Shar peered at the man. “Slayer's Brotherhood... how long have you been doing that?”

“Hmm, four years in. Woodsman work before that, usual background. Part time brigand, street sellsword, that kind of thing. Looking for a hire?”

“No, no. We were just discussing why people get into 'adventuring', and far as I can tell, you Brotherhood fellows are paid to die.”

“Paid to kill,” corrected the brooding man blandly, and Chas chuckled as the brooding man continued. “Survive jobs, get promoted. I do it because the perks of membership are great, and because this is what I'm good at.”

“Like the Avabrondan, I suppose,” thought Shar aloud.
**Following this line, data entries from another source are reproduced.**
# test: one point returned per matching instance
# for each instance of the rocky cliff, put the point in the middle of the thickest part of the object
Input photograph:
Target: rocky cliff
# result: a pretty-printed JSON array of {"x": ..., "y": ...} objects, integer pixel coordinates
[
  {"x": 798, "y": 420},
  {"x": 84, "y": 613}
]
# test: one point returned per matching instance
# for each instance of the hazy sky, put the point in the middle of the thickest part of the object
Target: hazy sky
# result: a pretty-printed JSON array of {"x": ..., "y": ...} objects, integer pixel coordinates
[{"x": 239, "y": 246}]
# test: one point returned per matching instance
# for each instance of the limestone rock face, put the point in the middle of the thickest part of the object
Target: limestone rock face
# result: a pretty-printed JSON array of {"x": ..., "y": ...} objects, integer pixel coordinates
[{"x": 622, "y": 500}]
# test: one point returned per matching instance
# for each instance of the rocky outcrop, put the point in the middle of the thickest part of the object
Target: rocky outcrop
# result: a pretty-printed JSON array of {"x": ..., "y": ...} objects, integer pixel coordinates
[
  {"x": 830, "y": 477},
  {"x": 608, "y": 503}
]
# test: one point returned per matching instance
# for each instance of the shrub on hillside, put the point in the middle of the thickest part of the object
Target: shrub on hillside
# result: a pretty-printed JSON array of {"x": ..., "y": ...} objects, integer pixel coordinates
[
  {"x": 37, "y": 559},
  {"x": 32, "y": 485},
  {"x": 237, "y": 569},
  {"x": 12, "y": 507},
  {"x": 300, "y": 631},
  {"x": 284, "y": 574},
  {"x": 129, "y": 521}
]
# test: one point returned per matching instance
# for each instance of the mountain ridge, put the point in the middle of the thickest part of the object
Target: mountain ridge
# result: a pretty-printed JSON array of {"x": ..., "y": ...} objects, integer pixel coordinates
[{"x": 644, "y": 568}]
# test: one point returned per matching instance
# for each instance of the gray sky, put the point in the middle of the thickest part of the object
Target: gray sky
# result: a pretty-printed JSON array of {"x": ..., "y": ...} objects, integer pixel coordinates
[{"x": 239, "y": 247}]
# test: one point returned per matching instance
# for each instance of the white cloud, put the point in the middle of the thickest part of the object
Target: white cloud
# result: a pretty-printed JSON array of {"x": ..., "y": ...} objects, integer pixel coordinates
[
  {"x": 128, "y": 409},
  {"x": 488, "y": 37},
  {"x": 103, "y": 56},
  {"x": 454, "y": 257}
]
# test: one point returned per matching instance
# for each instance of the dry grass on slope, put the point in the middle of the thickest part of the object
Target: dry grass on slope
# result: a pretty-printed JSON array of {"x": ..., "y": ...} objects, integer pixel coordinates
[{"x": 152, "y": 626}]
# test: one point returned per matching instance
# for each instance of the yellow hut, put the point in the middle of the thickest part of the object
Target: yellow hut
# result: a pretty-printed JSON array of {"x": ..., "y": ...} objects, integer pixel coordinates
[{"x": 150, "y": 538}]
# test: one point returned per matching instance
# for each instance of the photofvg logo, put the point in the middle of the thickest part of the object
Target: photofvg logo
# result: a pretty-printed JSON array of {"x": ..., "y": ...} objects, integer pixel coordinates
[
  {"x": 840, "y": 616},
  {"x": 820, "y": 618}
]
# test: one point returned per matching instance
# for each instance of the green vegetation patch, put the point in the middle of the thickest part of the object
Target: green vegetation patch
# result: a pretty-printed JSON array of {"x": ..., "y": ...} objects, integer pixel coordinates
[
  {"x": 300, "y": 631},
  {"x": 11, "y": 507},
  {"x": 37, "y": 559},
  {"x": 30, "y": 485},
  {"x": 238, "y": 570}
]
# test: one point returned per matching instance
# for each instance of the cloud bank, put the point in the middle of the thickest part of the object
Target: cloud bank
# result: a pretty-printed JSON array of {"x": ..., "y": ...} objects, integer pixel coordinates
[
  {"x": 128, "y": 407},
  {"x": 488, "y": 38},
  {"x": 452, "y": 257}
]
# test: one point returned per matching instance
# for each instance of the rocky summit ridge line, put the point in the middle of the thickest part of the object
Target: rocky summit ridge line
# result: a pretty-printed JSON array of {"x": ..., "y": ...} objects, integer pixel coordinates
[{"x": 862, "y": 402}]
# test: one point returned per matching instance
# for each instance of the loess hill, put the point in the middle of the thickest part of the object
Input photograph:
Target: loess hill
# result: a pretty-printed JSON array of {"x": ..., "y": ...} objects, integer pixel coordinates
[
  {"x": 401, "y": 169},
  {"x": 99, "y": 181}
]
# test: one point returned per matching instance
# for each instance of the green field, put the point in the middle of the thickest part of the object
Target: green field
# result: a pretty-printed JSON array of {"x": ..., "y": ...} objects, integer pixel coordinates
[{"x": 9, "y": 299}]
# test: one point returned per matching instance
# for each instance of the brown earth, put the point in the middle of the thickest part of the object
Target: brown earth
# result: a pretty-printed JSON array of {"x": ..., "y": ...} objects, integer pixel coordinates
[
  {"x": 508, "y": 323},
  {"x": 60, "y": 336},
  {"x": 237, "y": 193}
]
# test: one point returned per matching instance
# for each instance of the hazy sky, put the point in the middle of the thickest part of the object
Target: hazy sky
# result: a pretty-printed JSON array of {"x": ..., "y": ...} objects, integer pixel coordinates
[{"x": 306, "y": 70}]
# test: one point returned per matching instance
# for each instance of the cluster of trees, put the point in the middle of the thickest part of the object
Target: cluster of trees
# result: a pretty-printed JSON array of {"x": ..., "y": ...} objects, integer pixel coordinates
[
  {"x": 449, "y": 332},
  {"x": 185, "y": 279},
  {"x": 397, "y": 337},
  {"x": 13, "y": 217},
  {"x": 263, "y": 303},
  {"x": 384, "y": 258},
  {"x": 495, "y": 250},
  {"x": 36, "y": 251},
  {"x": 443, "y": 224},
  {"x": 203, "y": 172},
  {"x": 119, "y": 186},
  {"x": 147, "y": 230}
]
“Maniac,” stated the brooding man, sipping cognac. “No, not so much. I don't take risks, I just get rid of them. Pay is good. Feels a lot better than making boots for a living; you get to appreciate life more. You have more reason to.”

“Ah,” said Chas. “Now, that's a good explanation for the Avabrondan and why he did what he did.”

Shar did more thinking and drinking, and then nodded. “All right, I admit, I keep coming back to it because it's just so... fun, after the fact. My hands shake, I can't sleep some nights at all, and I'll be piked if I can keep a decent romantic relationship going. But I keep taking jobs.”

The brooding man grinned, but said nothing.

“That gets better if you retire,” laughed Chas, and then glanced over to the Avabrondans. One of them was standing on a chair, one-legged, while chugging his drink. The others were applauding and cheering him on. “...and they certainly have a good time of it without retirement.”

“We'll see how they are in a week, when the Tower's chewed half of them up,” muttered Shar.

“Feeling bad about your vocation?” The brooding man glanced at Shar. “I'm always up for a Tower run, just say the word. Best way in the world to stop worrying about everything else.”

Shar looked at the fellow with humor and horror. “And you call the Avabrondan insane.”

The brooding man just shrugged. “Nah, just looking for work while I wait for my letter.”